Baca artikel IDN Times lainnya di IDN App
For
You

Gegara Pendeta Sesat, 47 Orang Mati Kelaparan Diimingi Bertemu Yesus

Ilustrasi bendera Kenya. (Pixabay.com/jorono)

Jakarta, IDN Times - Polisi Kenya, hingga Minggu (23/4/2023), telah menemukan 47 mayat di kota pesisir Malindi. Jenazah itu terkait dengan kasus pendeta yang menyuruh para jemaat untuk mati kelaparan.

Mayat ditemukan dalam penggalian di pertanian milik pendeta Paul Makenzie Nthenge di area hutan Shakahola. Pendeta itu ditangkap pada 14 April terkait aliran sesat.

1. Kematian sedang diselidiki

ilustrasi garis polisi (IDN Times/Mardya Shakti)

Dilansir BBC, saat ini 58 kuburan telah diidentifikasi dan penggalian masih terus dilakukan.

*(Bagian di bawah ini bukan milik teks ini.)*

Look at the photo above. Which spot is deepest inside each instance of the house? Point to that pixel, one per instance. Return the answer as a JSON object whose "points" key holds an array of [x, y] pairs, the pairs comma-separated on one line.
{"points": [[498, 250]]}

Salah satu kuburan diyakini berisi jenazah lima anggota keluarga yang sama, tiga anak dan orang tua mereka.

"Ketika kita berada di hutan ini dan datang ke daerah di mana kita melihat sebuah salib besar dan tinggi, kita tahu itu berarti lebih dari lima orang dimakamkan di sana," kata Victor Kaudo dari Pusat Keadilan Sosial Malindi.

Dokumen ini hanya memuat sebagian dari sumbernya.